Con luces largas

La bautizamos entre todos como la guerra del taxi pero como en todo conflicto hay, por lo menos, dos contendientes: taxis versus VTCs. Son los primeros los que le otorgaron el carácter bélico a la confrontación con sus competidores digitales. «¡Guerra, guerra, guerra!» fue, de hecho, el eslogan que más repitieron durante los episodios de huelga que han protagonizado en los últimos tiempos. La tecnología, en el punto de mira.

Una lucha que lleva meses librándose en las principales capitales de nuestro país. Cuanto mayor es la ciudad, más intensa es la batalla. Barcelona y Madrid han sido, desde luego, los escenarios de los enfrentamientos más cruentos donde hemos visto detenciones, agresiones, cortes de carretera…

Es el saldo más negativo y visible de la rivalidad entre dos formas de entender y desarrollar el mismo negocio. El taxi intenta proteger un modelo tradicional, consolidado, con unas normas más que asimiladas; enfrente, los coches de alquiler con conductor, que han irrumpido en el mercado con una nueva oferta basada en la tecnología y que han ocupado buena parte del espacio en muy poco tiempo.

La falta de una regulación adaptada a la realidad sigue siendo el problema de fondo. El gobierno ha decidido dejarla en manos de comunidades autónomas y ayuntamientos, pero hasta que no se equilibren los derechos y obligaciones de las dos partes el problema seguirá sin resolverse.
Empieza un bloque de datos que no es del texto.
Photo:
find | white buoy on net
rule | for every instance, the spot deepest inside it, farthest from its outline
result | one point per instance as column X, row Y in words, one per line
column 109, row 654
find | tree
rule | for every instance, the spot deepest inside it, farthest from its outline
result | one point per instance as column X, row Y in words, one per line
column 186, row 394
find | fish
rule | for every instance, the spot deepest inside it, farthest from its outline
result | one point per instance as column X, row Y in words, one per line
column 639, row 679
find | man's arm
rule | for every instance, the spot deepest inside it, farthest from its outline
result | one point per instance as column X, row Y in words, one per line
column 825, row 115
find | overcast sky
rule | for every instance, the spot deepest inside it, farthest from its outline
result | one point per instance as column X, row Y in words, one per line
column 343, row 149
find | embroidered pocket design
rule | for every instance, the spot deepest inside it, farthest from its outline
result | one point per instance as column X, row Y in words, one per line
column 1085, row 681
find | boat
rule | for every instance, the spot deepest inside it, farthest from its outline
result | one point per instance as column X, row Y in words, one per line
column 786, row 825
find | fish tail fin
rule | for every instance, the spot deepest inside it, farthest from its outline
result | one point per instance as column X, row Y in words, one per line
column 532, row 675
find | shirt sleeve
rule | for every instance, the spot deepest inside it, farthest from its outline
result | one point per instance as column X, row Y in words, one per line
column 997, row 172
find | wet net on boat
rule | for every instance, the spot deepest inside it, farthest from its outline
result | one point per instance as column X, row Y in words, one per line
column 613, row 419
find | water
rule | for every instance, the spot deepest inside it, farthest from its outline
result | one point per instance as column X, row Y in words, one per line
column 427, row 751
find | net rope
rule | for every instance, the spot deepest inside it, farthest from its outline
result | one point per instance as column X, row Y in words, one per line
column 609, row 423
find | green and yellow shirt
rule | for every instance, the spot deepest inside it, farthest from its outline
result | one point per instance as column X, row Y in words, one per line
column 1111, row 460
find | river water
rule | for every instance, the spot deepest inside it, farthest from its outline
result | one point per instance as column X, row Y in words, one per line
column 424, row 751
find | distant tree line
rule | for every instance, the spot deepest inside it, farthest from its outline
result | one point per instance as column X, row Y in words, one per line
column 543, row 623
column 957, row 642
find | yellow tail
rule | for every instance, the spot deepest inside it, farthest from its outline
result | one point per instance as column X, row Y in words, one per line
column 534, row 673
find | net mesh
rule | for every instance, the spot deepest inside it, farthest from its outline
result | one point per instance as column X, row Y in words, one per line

La batalla de la imagen hasta ahora la han ganado los VTCs. Con sus aplicaciones tecnológicas y la oferta de un servicio más esmerado («Ellos tiran piedras, nosotros damos agua» es uno de los cánticos que coreaban sus conductores) triplicaron las descargas de sus aplicaciones durante los días de paro.

Así, mientras que el taxi mostraba su cara más tosca y agresiva, las plataformas como Uber y Cabify esgrimían argumentos económicos y de empleo, logrando incluso el apoyo del sindicato UGT.  

La cruda realidad es que la disrupción digital ha afectado a todos los sectores: la banca, la automoción, el turismo, los medios de comunicación, etc. De hecho, muchas empresas han sufrido ya una transformación radical para adaptarse a las nuevas demandas de los clientes. Otras ni siquiera han sobrevivido.

Las ciudades están ahora inmersas en la revolución de la movilidad. Sin embargo, cómo nos moveremos por ellas en el futuro es la gran pregunta. El boom de los patinetes eléctricos de alquiler es el ejemplo más evidente del cambio. Lo que antes era un juguete para niños se ha convertido en un sofisticado producto para adultos, con tanto éxito que ha llegado a inundar las zonas más céntricas de las capitales. Además, los ayuntamientos y la DGT se han visto obligados a fijar con urgencia nuevas normas de convivencia para garantizar la seguridad vial.

La tecnología está ahí y ha venido para quedarse. La cuestión es cómo regular de forma segura y para todos las nuevas actividades; protegiendo a los consumidores, los empleos, el medioambiente… El reto no es sencillo.

Por eso, la fórmula, seguro, no pasa por excluir a nadie. Algunos de los inversores más potentes en VTCs vienen también del sector del taxi. Y no solo los grandes.

Un taxista de Zamora lo ha visto claro, es el caso de Luis Díaz, chófer en Moraleja del Vino, quien posee además la única licencia VTC de la provincia. Confiesa que con su monovolumen de nueve plazas —bien surtido de botellas de agua y caramelos— gana más dinero que con el taxi. No renuncia a ninguno de los dos negocios y asegura que la clave está en conseguir una competencia leal que permita la convivencia.